Documentaire sur Arte à 20 H 45

Presidential guard secure the area as Turkey's President Recep Tayyip Erdogan, center, visits before thousands of students and citizens walk to the mausoleum to remember the nation's founding father Mustafa Kemal Ataturk on the 78th anniversary of his death, in Ankara, Turkey, Thursday, Nov. 10, 2016.(AP Photo/Burhan Ozbilici) | Burhan Ozbilici / AP

Le paradoxe en dit long : lorsque Recep Tayyip Erdogan se revendiquait ­démocrate et défenseur des libertés, la plupart des responsables occidentaux le snobaient. Aujourd’hui que le président turc vire au despote, on se montre tolérant. Ainsi, Angela Merkel, crise des migrants oblige, s’est rendue en Turquie ces dix derniers mois autant de fois que lors des dix années précédentes !

Dans le cadre de la soirée « Thema » consacrée à la Turquie, Gilles Cayatte et Guillaume Perrier signent un documentaire bien construit et très instructif sur le président turc. Un personnage complexe, habile, dangereux, qu’ils tentent de percer à jour à l’aide de témoignages (journalistes, psychiatre, politiciens) et d’images d’archives, dont certaines datent de la fin des années 1970, lorsque le jeune islamiste enflammé haranguait déjà la foule.

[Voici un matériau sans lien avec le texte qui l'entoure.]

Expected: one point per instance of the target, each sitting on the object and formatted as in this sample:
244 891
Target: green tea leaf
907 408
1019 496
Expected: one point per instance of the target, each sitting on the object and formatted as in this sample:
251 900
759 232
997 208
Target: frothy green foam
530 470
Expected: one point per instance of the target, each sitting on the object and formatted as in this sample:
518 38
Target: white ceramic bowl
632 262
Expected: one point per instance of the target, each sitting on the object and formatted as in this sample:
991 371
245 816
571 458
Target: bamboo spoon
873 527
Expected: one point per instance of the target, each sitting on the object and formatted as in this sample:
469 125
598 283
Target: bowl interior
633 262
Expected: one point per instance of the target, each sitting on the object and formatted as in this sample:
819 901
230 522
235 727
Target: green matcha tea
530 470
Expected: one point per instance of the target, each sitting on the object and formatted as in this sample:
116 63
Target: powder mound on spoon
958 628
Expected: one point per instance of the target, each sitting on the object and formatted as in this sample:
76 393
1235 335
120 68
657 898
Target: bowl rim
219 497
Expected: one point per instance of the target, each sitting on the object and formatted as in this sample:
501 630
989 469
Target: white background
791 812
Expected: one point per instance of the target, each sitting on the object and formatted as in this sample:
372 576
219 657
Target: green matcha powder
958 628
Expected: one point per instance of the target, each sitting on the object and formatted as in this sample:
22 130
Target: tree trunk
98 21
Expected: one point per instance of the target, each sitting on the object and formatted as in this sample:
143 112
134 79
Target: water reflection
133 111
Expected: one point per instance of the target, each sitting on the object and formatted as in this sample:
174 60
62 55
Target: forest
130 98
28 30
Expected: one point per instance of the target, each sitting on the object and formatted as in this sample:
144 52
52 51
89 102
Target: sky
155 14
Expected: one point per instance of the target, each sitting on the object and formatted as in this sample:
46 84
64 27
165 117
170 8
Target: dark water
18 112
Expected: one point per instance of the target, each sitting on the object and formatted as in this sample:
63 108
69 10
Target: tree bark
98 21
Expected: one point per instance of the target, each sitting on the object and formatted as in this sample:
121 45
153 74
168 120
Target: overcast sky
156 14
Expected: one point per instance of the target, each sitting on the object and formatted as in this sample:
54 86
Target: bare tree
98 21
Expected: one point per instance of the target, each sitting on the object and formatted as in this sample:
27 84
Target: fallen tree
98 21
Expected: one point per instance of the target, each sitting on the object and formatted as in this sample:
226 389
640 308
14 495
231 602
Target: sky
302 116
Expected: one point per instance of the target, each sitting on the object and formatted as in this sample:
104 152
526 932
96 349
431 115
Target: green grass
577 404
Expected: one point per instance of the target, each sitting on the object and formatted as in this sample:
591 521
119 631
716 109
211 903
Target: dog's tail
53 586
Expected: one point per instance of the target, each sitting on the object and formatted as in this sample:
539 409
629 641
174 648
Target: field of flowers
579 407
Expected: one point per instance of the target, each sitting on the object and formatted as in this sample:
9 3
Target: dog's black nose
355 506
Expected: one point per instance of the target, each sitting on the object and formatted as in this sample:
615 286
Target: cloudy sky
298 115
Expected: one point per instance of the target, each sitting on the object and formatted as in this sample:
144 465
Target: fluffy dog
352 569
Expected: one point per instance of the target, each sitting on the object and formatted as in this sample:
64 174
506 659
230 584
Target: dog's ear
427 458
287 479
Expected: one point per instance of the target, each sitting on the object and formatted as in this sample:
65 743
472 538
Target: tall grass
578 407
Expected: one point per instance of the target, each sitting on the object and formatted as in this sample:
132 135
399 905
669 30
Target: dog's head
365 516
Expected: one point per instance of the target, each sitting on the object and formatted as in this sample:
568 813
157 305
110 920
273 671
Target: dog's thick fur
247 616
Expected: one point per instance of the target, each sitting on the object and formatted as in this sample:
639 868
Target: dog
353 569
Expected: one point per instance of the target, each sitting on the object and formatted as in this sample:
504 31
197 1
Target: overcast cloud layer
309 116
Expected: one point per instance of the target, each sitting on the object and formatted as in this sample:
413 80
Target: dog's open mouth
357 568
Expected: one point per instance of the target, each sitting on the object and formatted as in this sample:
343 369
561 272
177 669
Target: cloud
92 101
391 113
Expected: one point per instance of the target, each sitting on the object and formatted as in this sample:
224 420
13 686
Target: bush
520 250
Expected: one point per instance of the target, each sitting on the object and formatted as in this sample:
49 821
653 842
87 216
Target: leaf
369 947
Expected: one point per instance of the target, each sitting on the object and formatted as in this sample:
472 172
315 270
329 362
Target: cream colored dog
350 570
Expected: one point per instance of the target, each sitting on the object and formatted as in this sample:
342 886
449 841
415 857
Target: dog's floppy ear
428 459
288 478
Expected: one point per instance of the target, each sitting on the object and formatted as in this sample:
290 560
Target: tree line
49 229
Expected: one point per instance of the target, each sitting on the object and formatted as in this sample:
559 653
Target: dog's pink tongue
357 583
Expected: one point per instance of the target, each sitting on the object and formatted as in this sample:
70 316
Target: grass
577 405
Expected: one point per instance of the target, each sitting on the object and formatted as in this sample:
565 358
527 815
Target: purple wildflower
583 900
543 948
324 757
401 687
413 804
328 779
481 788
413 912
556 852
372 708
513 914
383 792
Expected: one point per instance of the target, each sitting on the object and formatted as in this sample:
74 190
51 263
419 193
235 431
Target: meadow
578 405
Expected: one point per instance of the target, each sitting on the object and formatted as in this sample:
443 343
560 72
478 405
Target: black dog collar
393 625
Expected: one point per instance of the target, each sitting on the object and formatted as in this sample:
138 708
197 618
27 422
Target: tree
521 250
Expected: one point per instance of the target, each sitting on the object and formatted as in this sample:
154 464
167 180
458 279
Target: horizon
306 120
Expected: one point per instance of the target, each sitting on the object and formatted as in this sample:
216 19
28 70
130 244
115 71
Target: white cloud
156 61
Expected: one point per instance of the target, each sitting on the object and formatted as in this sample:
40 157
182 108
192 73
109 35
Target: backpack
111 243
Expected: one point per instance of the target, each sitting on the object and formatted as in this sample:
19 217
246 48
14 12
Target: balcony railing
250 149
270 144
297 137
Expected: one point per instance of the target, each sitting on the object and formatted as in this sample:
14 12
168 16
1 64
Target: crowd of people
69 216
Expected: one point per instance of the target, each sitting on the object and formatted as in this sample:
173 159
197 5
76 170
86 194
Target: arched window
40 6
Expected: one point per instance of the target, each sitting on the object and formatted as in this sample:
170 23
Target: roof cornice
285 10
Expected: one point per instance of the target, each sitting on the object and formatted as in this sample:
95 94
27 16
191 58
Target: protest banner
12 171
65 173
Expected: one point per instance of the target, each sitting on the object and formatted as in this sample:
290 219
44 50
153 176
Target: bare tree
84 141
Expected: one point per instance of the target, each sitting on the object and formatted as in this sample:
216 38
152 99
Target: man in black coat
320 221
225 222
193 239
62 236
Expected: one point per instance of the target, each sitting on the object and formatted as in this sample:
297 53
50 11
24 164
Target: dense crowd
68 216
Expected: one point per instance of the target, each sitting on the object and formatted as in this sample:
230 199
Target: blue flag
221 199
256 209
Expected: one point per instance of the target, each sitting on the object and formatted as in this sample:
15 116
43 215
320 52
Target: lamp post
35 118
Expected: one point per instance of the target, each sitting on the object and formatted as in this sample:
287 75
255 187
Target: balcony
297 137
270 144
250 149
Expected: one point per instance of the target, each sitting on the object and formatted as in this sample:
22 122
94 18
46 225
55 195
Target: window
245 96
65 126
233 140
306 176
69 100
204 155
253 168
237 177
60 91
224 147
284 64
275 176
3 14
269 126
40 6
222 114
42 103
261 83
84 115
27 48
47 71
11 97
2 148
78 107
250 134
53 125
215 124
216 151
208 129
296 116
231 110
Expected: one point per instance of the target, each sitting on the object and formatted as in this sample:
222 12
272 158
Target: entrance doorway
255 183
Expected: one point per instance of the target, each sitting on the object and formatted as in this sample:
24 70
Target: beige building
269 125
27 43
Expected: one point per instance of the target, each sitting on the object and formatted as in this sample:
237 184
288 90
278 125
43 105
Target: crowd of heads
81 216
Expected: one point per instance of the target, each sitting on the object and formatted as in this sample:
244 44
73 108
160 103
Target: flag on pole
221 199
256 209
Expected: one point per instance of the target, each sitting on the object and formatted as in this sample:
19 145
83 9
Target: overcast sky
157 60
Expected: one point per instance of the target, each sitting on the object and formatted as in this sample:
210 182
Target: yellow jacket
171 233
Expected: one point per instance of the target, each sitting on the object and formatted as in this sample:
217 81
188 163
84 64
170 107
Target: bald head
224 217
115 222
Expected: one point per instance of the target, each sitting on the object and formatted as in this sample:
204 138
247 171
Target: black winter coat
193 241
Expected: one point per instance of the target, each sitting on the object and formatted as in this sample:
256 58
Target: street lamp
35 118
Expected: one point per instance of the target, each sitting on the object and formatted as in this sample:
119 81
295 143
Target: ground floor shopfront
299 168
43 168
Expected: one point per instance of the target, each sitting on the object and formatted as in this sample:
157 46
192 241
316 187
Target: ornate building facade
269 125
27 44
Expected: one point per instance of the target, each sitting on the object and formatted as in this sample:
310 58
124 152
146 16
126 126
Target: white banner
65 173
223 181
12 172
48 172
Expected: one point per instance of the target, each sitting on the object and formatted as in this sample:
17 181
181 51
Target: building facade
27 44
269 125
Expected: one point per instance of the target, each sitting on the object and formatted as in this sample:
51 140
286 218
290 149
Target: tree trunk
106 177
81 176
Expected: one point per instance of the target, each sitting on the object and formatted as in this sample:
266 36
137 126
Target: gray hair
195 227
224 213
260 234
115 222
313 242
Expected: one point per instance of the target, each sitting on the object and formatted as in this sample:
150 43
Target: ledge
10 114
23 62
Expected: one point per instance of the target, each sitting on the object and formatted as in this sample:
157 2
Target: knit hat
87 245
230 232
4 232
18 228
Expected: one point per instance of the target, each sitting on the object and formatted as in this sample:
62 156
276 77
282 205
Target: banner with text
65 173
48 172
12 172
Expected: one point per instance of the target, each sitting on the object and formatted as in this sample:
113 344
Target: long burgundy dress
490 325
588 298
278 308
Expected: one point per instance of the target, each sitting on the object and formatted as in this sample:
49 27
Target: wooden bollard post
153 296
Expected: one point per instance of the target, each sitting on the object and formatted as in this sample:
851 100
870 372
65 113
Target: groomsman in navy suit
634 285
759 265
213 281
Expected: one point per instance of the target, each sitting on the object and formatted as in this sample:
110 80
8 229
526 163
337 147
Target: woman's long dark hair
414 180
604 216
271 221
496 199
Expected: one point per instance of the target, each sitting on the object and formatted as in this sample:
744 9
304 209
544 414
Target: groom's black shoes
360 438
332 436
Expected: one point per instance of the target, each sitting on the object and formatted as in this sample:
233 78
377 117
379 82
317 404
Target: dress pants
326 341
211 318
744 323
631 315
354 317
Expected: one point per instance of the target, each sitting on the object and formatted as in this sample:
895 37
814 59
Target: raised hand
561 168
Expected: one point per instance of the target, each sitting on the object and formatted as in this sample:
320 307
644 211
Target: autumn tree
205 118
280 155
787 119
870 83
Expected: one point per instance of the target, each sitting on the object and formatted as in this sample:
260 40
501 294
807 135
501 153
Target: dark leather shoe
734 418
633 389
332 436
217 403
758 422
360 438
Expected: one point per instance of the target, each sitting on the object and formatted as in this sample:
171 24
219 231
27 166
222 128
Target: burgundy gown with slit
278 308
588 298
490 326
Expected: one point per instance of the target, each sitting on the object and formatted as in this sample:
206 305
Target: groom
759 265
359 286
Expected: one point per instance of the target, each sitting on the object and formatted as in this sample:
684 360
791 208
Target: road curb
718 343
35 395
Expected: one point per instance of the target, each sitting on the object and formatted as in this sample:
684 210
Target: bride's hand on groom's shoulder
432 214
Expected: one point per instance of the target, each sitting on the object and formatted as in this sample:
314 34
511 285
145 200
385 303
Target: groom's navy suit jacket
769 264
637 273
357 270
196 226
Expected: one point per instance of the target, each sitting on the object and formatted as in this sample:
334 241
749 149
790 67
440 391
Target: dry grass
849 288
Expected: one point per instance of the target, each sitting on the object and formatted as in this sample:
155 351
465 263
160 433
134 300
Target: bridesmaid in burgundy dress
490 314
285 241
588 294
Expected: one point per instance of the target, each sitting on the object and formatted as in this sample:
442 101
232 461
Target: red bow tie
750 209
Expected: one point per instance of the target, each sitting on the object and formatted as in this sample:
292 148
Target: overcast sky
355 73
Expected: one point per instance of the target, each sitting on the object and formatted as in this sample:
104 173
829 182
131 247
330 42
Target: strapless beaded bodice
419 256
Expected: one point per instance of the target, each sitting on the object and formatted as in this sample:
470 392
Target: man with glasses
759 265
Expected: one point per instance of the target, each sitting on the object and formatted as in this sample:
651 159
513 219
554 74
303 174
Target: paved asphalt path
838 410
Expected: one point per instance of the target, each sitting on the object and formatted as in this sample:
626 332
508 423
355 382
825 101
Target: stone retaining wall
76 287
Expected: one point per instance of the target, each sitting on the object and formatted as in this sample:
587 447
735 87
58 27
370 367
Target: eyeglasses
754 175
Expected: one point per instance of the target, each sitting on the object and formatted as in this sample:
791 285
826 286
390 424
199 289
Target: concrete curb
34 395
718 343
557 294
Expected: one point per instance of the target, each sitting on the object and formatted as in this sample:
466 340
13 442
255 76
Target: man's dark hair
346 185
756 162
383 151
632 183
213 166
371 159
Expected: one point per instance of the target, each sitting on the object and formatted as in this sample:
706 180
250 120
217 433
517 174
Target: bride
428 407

Depuis son enfance modeste jusqu’au sommet de l’Etat, en passant par la mairie d’Istanbul et le poste de premier ministre, la trajectoire d’Erdogan, jeune militant sanguin passé de sauveur de la nation à fossoyeur de la démocratie, est décortiquée. En 1996, il avait comparé la démocratie à un… tramway. Autrement dit, la démocratie est un moyen, pas un but : une fois arrivé au terminus, on en descend.

Coup d’état, arrestations massives,démantèlement de l’Etat de droit - tout-est-il sous le contrôle Recep Tayyip Erdogan en Turquie ? Quelle est la fiabilité du pays pour l’UE et l’OTAN ?.Istanbul date non précisée. | © Alegria

Outre l’entretien exclusif avec Fethullah Gülen, son ancien allié devenu ennemi juré, l’un des aspects les plus intéressants de ce film concerne les relations conflictuelles entre Erdogan et l’armée – depuis la naissance de la République turque, en 1923, celle-ci y tient un rôle central. En février 1997, un coup d’Etat militaire entraîne une vaste purge dans les milieux islamistes. Déchu de son mandat de maire, Erdogan passera trois mois en prison. De là naîtra, selon les auteurs, une rancune tenace contre les militaires.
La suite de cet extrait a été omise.